Saturday, February 18, 2006

California shows some gumption

...but Senator Dianne Feinstein (D-CA) doesn't (she voted for reauthorization). Murkowski (who has announced that she believes it is now a "stronger, better piece of legislation") and Stevens, of course, are not opposed to the Act. California just became the eighth state to pass a resolution urging protection of civil liberties and expressing serious reservations about the misnamed USA PATRIOT Act. Alaska was the second state: Hawaii, Idaho, Maine, Montana, Colorado, and Vermont are the others that have decided freedom from a nosy and possibly dangerous government is a good enough thing to try to protect.

Perhaps a few other states will get on this freedom bandwagon now.

2 comments:

Anonymous said...

I think you will see other states get on the bandwagon. New Hampshire comes to mind with its libertarian streak and all that's good. It's troubling though that individiual states have to do this. We're suppossed to be one country and now we're going to have some states more free than others? It makes one think of the 19th century when we had slave states and free states.
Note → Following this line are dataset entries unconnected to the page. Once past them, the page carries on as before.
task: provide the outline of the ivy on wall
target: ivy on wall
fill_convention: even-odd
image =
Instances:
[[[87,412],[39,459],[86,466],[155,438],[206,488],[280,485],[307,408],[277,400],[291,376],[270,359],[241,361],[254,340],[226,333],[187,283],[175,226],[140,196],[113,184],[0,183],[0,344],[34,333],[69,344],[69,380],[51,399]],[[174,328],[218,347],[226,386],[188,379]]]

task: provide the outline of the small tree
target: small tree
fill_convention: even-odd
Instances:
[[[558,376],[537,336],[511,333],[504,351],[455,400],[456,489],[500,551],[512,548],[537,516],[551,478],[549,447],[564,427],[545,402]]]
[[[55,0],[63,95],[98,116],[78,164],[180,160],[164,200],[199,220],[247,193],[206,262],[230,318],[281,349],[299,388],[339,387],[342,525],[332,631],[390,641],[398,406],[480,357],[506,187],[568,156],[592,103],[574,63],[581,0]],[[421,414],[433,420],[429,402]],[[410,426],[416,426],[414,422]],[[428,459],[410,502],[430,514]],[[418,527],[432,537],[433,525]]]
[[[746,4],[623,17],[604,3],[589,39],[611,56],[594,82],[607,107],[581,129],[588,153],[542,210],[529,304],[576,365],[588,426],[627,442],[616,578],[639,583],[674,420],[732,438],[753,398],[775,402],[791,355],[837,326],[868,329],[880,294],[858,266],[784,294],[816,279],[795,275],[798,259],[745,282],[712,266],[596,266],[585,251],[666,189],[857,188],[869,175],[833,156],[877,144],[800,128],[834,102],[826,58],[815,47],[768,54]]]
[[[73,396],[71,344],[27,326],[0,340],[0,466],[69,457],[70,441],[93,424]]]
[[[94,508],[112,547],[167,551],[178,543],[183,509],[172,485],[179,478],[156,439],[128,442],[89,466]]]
But given what the national Republican Party is doing and the cowardly opposition of Washingtion Democrats, I suppose there is little choice.

Deirdre Helfferich said...

Opposition? what opposition? With the exception of Wisconsin Senator Russ Feingold, West Virginia's Robert Byrd, and Independent Jim Jeffords of Vermont, there is no opposition. That's been the problem all along—the Democrats are not an opposition party. They are colluding in the erosion of the protection of our rights and the Constitution.